Cranfield Aerospace Solutions is converting a conventional Britten-Norman Islander aircraft to hydrogen propulsion (Project Fresson). The aircraft will demonstrate the viability of hydrogen aircraft technology as a solution to aviation’s sustainability challenges.
The Hydrogen Islander Demonstrator Aircraft
The demonstrator aircraft is set to begin a test flight programme in 2024, with the view to certifying the hydrogen version of the world-famous Islander for commercial entry into service in 2026.
Having carried out baseline flight tests of G-HYUK – the unmodified Islander which will be used as the demonstrator aircraft, Cranfield Aerospace will next year use the aircraft as a flying testbed for its hydrogen fuel-cell propulsion system (HFCPS).
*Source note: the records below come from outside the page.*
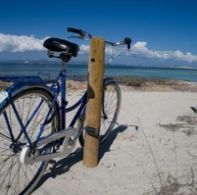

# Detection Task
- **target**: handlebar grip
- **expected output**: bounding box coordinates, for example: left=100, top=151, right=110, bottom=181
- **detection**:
left=67, top=27, right=83, bottom=35
left=124, top=37, right=132, bottom=49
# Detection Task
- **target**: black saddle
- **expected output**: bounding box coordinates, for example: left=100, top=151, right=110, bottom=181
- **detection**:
left=43, top=37, right=79, bottom=57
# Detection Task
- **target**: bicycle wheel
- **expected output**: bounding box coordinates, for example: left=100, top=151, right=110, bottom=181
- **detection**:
left=0, top=88, right=59, bottom=195
left=78, top=80, right=121, bottom=146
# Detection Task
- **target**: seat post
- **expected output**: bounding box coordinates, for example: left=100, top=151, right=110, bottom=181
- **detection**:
left=60, top=59, right=67, bottom=129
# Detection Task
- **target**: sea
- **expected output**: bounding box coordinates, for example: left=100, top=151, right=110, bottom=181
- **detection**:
left=0, top=62, right=197, bottom=82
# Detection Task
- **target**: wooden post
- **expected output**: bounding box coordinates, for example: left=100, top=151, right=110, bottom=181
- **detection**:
left=83, top=37, right=105, bottom=167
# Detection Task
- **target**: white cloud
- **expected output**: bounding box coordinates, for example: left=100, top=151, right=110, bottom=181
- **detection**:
left=130, top=41, right=197, bottom=63
left=0, top=33, right=197, bottom=63
left=0, top=33, right=45, bottom=52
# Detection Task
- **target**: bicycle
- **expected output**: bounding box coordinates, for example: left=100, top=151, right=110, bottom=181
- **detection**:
left=0, top=28, right=131, bottom=194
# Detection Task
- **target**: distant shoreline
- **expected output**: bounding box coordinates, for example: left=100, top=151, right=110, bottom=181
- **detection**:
left=0, top=76, right=197, bottom=92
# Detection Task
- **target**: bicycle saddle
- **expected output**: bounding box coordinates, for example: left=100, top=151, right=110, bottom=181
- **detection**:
left=43, top=37, right=79, bottom=57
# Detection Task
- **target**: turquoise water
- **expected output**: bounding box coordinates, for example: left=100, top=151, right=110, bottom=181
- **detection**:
left=0, top=63, right=197, bottom=81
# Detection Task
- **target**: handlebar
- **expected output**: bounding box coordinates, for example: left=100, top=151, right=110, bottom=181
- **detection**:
left=67, top=27, right=132, bottom=49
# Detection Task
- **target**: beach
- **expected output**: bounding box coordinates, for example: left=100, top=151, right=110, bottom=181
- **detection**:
left=26, top=81, right=197, bottom=195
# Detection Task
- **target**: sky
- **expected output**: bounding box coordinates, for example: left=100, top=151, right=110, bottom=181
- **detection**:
left=0, top=0, right=197, bottom=66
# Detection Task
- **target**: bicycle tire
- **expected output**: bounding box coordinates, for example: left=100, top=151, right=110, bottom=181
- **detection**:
left=0, top=87, right=59, bottom=195
left=77, top=80, right=121, bottom=147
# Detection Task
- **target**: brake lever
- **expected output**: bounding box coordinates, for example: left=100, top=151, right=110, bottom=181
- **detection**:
left=68, top=36, right=83, bottom=39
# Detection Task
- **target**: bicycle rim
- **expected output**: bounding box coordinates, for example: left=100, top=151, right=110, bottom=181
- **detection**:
left=0, top=88, right=59, bottom=195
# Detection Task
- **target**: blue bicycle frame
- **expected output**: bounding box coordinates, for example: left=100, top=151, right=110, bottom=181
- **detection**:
left=0, top=69, right=87, bottom=147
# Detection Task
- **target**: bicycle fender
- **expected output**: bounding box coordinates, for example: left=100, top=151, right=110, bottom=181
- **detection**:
left=0, top=83, right=57, bottom=110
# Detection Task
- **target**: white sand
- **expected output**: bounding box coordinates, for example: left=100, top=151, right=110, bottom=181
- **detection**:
left=33, top=87, right=197, bottom=195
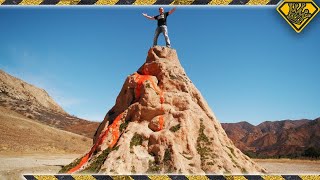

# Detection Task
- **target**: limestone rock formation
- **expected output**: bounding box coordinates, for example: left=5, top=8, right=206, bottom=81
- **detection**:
left=60, top=46, right=265, bottom=174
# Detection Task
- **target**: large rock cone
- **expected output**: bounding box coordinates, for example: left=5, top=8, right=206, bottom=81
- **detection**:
left=61, top=46, right=264, bottom=174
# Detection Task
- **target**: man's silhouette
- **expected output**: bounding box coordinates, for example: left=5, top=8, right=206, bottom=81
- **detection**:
left=142, top=7, right=176, bottom=47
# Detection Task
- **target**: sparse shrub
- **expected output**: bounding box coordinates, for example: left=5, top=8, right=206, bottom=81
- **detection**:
left=169, top=124, right=180, bottom=132
left=130, top=133, right=143, bottom=148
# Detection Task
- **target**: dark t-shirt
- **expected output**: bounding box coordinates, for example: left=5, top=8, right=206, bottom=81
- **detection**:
left=153, top=12, right=169, bottom=26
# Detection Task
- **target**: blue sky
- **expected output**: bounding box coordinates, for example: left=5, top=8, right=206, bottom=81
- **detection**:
left=0, top=4, right=320, bottom=124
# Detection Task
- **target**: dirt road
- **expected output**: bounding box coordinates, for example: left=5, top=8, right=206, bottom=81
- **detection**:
left=0, top=154, right=81, bottom=180
left=254, top=159, right=320, bottom=175
left=0, top=154, right=320, bottom=180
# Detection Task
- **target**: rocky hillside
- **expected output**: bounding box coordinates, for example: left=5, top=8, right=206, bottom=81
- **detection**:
left=61, top=46, right=265, bottom=174
left=222, top=118, right=320, bottom=157
left=0, top=107, right=92, bottom=155
left=0, top=70, right=99, bottom=138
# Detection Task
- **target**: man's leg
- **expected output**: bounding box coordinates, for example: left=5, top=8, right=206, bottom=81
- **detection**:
left=153, top=27, right=161, bottom=46
left=161, top=26, right=170, bottom=47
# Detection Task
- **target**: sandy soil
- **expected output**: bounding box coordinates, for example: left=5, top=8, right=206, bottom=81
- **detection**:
left=0, top=154, right=81, bottom=180
left=0, top=153, right=320, bottom=180
left=254, top=159, right=320, bottom=175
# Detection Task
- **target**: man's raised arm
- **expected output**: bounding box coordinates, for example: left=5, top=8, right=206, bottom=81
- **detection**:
left=142, top=13, right=154, bottom=20
left=169, top=7, right=177, bottom=14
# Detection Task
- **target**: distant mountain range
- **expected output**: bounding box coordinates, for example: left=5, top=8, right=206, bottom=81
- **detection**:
left=222, top=118, right=320, bottom=157
left=0, top=70, right=320, bottom=158
left=0, top=70, right=99, bottom=138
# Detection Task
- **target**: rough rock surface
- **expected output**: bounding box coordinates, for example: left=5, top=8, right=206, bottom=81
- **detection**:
left=60, top=46, right=265, bottom=174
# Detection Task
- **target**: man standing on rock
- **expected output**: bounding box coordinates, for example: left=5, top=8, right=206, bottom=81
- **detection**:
left=142, top=7, right=176, bottom=47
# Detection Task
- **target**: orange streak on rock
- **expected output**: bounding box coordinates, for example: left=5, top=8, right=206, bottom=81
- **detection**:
left=134, top=73, right=164, bottom=131
left=67, top=113, right=122, bottom=174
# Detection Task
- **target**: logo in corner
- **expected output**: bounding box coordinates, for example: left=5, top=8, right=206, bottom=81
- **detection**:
left=277, top=0, right=319, bottom=33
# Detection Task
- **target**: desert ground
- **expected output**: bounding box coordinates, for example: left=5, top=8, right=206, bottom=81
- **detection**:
left=0, top=154, right=320, bottom=180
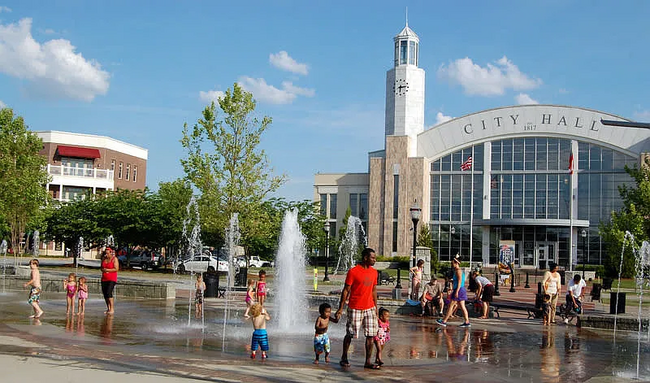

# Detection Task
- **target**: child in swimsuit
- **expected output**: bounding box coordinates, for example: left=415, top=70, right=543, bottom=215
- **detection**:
left=63, top=273, right=77, bottom=315
left=251, top=303, right=271, bottom=359
left=244, top=279, right=255, bottom=319
left=194, top=273, right=205, bottom=318
left=77, top=277, right=88, bottom=315
left=256, top=270, right=266, bottom=306
left=375, top=307, right=390, bottom=366
left=314, top=303, right=339, bottom=364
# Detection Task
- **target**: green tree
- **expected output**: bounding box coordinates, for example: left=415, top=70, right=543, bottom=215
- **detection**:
left=0, top=108, right=49, bottom=253
left=417, top=224, right=440, bottom=274
left=181, top=83, right=285, bottom=258
left=600, top=158, right=650, bottom=278
left=43, top=194, right=111, bottom=265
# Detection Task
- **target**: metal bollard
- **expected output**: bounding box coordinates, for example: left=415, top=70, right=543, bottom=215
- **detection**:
left=524, top=271, right=530, bottom=289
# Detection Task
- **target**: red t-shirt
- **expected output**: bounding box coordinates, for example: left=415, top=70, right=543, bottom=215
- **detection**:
left=345, top=265, right=377, bottom=310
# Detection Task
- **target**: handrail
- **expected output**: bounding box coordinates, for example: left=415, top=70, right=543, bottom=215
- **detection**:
left=47, top=164, right=115, bottom=181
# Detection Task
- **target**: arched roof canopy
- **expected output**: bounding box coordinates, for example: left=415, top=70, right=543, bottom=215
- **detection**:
left=417, top=105, right=650, bottom=160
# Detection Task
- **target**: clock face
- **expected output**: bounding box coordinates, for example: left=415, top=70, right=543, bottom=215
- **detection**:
left=393, top=78, right=409, bottom=96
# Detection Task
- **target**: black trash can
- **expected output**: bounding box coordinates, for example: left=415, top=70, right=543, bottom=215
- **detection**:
left=609, top=292, right=627, bottom=314
left=203, top=273, right=219, bottom=298
left=235, top=267, right=248, bottom=286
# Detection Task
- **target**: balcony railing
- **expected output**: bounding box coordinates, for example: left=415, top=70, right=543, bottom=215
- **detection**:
left=47, top=165, right=114, bottom=181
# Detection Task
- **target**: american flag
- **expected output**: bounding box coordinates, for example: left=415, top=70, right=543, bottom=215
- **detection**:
left=460, top=156, right=472, bottom=171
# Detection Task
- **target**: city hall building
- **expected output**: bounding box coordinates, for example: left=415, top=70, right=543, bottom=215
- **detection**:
left=314, top=25, right=650, bottom=269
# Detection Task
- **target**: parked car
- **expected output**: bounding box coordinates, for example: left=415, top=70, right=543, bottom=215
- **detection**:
left=176, top=255, right=228, bottom=273
left=117, top=250, right=164, bottom=270
left=248, top=255, right=272, bottom=267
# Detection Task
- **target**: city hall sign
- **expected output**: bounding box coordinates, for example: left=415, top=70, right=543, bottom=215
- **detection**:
left=417, top=105, right=650, bottom=159
left=463, top=113, right=600, bottom=134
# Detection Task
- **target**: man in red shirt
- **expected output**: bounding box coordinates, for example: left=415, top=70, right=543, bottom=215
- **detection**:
left=336, top=248, right=380, bottom=370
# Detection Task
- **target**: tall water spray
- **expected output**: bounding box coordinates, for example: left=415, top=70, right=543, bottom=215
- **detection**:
left=181, top=196, right=204, bottom=327
left=32, top=230, right=41, bottom=258
left=221, top=213, right=241, bottom=351
left=634, top=241, right=650, bottom=379
left=0, top=239, right=7, bottom=293
left=334, top=216, right=366, bottom=273
left=274, top=209, right=307, bottom=331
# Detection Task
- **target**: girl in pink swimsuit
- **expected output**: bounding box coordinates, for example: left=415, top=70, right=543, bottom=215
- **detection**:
left=244, top=279, right=255, bottom=319
left=77, top=277, right=88, bottom=315
left=63, top=273, right=77, bottom=315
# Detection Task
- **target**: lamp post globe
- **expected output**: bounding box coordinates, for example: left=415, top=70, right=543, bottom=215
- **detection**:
left=410, top=202, right=422, bottom=267
left=323, top=221, right=330, bottom=282
left=580, top=229, right=587, bottom=281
The demonstrator aircraft will be converted by replacing one of its two piston engines with the HFCPS, which will generate 240 kW of electrical power and produce up to 220 kW from the motor.
Rob Marsh, Director of Engineering at CAes, said:
The CAeS propulsion system design does not include batteries for transient power needs such as a go-around due to the fact that we have sized the hydrogen fuel-cell system so no battery energy storage is required and the HFCS power output is controlled directly to achieve the necessary responsiveness and stability without a buffer energy store.
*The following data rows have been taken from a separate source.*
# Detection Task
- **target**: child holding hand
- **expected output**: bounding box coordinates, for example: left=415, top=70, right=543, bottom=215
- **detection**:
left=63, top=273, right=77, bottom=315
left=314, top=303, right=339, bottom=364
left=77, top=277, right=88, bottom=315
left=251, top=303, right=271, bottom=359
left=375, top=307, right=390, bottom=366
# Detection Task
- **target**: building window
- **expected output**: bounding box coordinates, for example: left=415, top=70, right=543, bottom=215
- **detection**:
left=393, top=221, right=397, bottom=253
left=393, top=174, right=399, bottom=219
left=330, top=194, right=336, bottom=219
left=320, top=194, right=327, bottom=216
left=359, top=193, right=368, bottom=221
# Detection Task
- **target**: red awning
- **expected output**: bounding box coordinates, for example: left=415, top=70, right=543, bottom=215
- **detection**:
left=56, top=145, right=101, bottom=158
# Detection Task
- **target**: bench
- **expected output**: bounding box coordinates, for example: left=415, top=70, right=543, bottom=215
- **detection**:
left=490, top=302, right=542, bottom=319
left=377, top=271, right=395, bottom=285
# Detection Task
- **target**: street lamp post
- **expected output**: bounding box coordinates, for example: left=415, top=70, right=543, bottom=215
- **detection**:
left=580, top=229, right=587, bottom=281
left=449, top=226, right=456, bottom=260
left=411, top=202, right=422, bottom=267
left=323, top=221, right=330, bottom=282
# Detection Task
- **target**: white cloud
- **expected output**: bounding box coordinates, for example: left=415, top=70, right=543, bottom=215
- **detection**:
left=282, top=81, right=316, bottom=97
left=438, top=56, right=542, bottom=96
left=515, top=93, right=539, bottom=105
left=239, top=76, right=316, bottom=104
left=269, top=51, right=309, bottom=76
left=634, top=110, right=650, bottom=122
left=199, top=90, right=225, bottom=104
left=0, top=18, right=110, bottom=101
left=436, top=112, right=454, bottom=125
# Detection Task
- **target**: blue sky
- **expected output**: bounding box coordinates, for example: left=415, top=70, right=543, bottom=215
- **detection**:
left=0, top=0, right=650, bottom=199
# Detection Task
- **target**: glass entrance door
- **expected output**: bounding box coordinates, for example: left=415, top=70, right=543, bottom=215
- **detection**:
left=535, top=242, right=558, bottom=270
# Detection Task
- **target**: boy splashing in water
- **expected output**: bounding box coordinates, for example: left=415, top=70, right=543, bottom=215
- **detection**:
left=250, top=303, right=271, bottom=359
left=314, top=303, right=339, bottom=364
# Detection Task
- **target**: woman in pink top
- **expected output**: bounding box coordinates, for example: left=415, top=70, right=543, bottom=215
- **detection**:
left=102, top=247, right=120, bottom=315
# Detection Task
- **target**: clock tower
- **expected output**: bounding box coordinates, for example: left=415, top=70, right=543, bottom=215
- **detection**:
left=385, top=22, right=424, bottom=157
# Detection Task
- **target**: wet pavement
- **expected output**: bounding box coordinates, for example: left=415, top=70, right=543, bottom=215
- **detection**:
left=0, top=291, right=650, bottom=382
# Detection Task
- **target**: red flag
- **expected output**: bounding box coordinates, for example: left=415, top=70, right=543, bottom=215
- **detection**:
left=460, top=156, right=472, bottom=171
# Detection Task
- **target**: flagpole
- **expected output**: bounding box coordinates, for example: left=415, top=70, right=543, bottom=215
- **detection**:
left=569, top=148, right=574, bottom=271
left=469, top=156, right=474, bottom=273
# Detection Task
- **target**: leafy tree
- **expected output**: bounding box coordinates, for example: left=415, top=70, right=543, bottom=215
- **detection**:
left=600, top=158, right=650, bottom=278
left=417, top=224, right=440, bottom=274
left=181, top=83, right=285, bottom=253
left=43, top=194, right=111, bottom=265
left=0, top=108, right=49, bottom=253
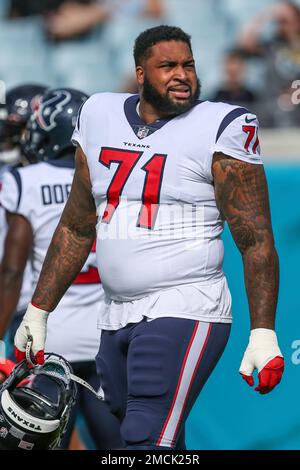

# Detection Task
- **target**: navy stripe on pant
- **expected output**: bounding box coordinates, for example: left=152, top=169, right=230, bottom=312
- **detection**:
left=96, top=317, right=231, bottom=449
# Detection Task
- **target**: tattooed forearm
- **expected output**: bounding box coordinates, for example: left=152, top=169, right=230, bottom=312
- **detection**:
left=32, top=151, right=96, bottom=311
left=213, top=153, right=279, bottom=328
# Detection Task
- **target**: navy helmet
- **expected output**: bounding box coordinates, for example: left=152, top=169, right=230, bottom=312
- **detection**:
left=0, top=353, right=77, bottom=450
left=22, top=88, right=88, bottom=162
left=0, top=84, right=47, bottom=163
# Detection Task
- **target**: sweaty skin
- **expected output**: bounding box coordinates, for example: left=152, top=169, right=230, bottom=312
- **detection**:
left=32, top=148, right=97, bottom=312
left=212, top=153, right=279, bottom=329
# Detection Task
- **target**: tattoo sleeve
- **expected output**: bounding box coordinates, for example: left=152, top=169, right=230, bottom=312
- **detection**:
left=32, top=149, right=96, bottom=311
left=212, top=153, right=279, bottom=329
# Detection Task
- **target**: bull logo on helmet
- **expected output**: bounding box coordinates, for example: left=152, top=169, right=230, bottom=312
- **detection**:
left=37, top=90, right=71, bottom=132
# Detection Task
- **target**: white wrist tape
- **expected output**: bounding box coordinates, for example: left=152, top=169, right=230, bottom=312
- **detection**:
left=239, top=328, right=283, bottom=375
left=14, top=303, right=49, bottom=355
left=24, top=302, right=50, bottom=322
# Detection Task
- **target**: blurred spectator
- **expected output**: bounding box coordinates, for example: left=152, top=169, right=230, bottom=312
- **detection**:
left=5, top=0, right=161, bottom=40
left=212, top=50, right=256, bottom=107
left=239, top=1, right=300, bottom=127
left=10, top=0, right=116, bottom=40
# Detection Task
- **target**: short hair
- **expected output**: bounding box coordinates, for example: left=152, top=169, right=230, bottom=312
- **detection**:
left=133, top=25, right=192, bottom=66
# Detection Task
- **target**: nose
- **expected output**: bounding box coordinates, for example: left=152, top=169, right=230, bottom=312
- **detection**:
left=174, top=65, right=187, bottom=80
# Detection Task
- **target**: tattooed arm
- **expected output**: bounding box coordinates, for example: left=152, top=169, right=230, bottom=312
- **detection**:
left=32, top=148, right=96, bottom=312
left=212, top=153, right=279, bottom=329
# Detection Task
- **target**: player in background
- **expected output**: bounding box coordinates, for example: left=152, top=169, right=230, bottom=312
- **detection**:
left=0, top=88, right=121, bottom=449
left=11, top=26, right=284, bottom=450
left=0, top=84, right=46, bottom=344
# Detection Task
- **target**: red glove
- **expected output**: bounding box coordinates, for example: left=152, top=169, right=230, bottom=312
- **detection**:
left=239, top=328, right=284, bottom=395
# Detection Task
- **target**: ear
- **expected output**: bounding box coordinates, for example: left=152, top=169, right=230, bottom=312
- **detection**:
left=135, top=65, right=145, bottom=86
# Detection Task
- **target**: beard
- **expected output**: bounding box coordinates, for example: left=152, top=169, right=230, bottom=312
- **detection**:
left=142, top=77, right=201, bottom=116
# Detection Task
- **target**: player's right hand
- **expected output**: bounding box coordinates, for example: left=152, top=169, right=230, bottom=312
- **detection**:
left=14, top=303, right=49, bottom=365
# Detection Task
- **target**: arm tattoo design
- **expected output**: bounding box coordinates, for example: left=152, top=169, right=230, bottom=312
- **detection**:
left=32, top=150, right=96, bottom=311
left=212, top=153, right=279, bottom=328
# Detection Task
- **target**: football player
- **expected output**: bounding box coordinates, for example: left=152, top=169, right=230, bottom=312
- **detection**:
left=0, top=84, right=46, bottom=344
left=11, top=26, right=283, bottom=450
left=1, top=88, right=121, bottom=449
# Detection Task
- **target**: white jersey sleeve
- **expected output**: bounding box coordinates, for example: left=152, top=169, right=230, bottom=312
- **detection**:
left=0, top=170, right=21, bottom=213
left=213, top=110, right=262, bottom=164
left=71, top=100, right=88, bottom=154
The technology demonstrator is a significant step toward the production solution as the Islander’s HFCS and election propulsion unit, which includes the motor and inverter will be packaged into the nacelle in a representative way to what the 2026 product will be.
Removing the heat that a HFCS produces is one of the key challenges. CAeS’ demonstrator will have two Reaction Engine heat exchangers mounted underneath the converted nacelle, sized to reject the full amount of heat produced.
Not representative of the production solution, the design will be optimised into a smaller configuration more akin to the existing air intake for the production version.
The larger than production version heat exchangers also pose a drag issue for the demonstrator hydrogen aircraft, and as such the aircraft will house the pressurised gaseous hydrogen fuel tank inside the fuselage.
As displayed in the hydrogen Islander render, the production version will mount the hydrogen tanks externally on the underside of the aircraft’s wing.
The hydrogen Islander aircraft product will have fully optimised zero-carbon technology which will allow the aircraft to carry out many of the missions it fulfils in its conventional hydro-carbon form, and open up new opportunities for regional connectivity and super commuter services in urban areas.
The product, which will have capacity for 6-8 passengers, will carry out missions such as connecting remote communities, commuting and tourist flights can also be configured for cargo purposes.
With a 60-minute flight endurance plus a 45-minute reserve, the product hydrogen Islander has a 200km range plus reserve.
The zero-carbon version will also benefit from a noise reduction and less vibration, enhancing the passenger experience on the Islander.